Hi,
Thank you so much for making hail available to the community!
I am running hail locally on my institution’s cluster.
I have ~500 gVCFs generated in the same way.
I created a VDS with hl.vds.new_combiner
, which worked very well and I could extract variants as desired.
I am now trying to add the remaining ~470 with
combiner = hl.vds.new_combiner(
output_path="/mnt/data/db_merged.vds",
temp_path="/mnt/data/projects/.tmp",
gvcf_paths=gvcfs_f,
vds_paths=["/mnt/data/db.vds"],
use_genome_default_intervals=True,
reference_genome="GRCh38"
)
However eventually I get the following error:
Traceback (most recent call last):==========================>(2570 + 16) / 2586]
File "/mnt/data/projects/add_to_vds_db.py", line 31, in <module>
combiner.run()
File "/mnt/data/appl/conda/miniconda3/envs/hail/lib/python3.12/site-packages/hail/vds/combiner/variant_dataset_combiner.py", line 356, in run
self.step()
File "/mnt/data/appl/conda/miniconda3/envs/hail/lib/python3.12/site-packages/hail/vds/combiner/variant_dataset_combiner.py", line 430, in step
self._step_vdses()
File "/mnt/data/appl/conda/miniconda3/envs/hail/lib/python3.12/site-packages/hail/vds/combiner/variant_dataset_combiner.py", line 484, in _step_vdses
combined = combine_variant_datasets(vdss)
^^^^^^^^^^^^^^^^^^^^^^^^^^^^^^
File "/mnt/data/appl/conda/miniconda3/envs/hail/lib/python3.12/site-packages/hail/vds/combiner/combine.py", line 380, in combine_variant_datasets
reference = combine_references([vds.reference_data for vds in vdss])
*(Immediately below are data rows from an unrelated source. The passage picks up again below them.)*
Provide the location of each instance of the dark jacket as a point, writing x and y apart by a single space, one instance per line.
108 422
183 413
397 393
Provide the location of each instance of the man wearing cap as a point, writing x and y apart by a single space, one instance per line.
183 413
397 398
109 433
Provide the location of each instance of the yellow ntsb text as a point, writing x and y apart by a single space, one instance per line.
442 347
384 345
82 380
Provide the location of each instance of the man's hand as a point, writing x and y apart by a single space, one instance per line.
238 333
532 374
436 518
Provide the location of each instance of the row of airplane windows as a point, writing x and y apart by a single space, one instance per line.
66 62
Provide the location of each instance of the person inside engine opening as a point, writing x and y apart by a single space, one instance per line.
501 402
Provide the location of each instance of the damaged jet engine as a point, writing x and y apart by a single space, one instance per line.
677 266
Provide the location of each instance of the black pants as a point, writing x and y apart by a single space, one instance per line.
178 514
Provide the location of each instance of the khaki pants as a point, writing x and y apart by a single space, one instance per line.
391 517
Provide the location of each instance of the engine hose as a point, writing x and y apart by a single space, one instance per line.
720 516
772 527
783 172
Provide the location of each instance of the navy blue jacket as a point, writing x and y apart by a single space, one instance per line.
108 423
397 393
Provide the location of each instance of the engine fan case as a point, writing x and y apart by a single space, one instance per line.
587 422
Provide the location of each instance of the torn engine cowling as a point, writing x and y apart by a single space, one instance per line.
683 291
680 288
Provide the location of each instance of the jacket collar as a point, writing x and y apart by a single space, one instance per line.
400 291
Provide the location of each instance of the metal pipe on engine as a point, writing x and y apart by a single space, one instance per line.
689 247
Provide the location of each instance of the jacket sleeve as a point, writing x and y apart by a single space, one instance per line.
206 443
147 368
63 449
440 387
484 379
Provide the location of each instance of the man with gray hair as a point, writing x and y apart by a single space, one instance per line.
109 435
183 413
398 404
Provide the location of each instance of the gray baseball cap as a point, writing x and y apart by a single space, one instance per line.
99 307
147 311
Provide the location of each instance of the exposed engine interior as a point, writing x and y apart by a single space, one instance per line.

^^^^^^^^^^^^^^^^^^^^^^^^^^^^^^^^^^^^^^^^^^^^^^^^^^^^^^^^
File "/mnt/data/appl/conda/miniconda3/envs/hail/lib/python3.12/site-packages/hail/vds/combiner/combine.py", line 374, in combine_references
ts = hl.Table.multi_way_zip_join([localize(mt) for mt in mts], 'data', 'g')
^^^^^^^^^^^^^^^^^^^^^^^^^^^^^^^^^^^^^^^^^^^^^^^^^^^^^^^^^^^^^^^^^^^^^^
File "<decorator-gen-1278>", line 2, in multi_way_zip_join
File "/mnt/data/appl/conda/miniconda3/envs/hail/lib/python3.12/site-packages/hail/typecheck/check.py", line 585, in wrapper
return __original_func(*args_, **kwargs_)
^^^^^^^^^^^^^^^^^^^^^^^^^^^^^^^^^^
File "/mnt/data/appl/conda/miniconda3/envs/hail/lib/python3.12/site-packages/hail/table.py", line 4634, in multi_way_zip_join
raise TypeError(
TypeError: All input tables to multi_way_zip_join must have the same row type
struct{locus: locus<GRCh38>, __entries: array<struct{END: int32, DP: int32, GQ: int32, ICNT: array<int32>, MIN_DP: int32, SPL: array<int32>, LAD: array<int32>}>}
struct{locus: locus<GRCh38>, __entries: array<struct{END: int32, DP: int32, GQ: int32, ICNT: array<int32>, MIN_DP: int32, SPL: array<int32>}>}
struct{locus: locus<GRCh38>, __entries: array<struct{END: int32, DP: int32, GQ: int32, ICNT: array<int32>, MIN_DP: int32, SPL: array<int32>}>}
struct{locus: locus<GRCh38>, __entries: array<struct{END: int32, DP: int32, GQ: int32, ICNT: array<int32>, MIN_DP: int32, SPL: array<int32>}>}
struct{locus: locus<GRCh38>, __entries: array<struct{END: int32, DP: int32, GQ: int32, ICNT: array<int32>, MIN_DP: int32, SPL: array<int32>}>}
struct{locus: locus<GRCh38>, __entries: array<struct{END: int32, DP: int32, GQ: int32, ICNT: array<int32>, MIN_DP: int32, SPL: array<int32>}>}
I guess the issue is that the vds also has a LAD field but I’ve not figured out how to remove it before merging the other gVCFs. Could you please help me out?
Also, I cannot directly overwrite the output, right?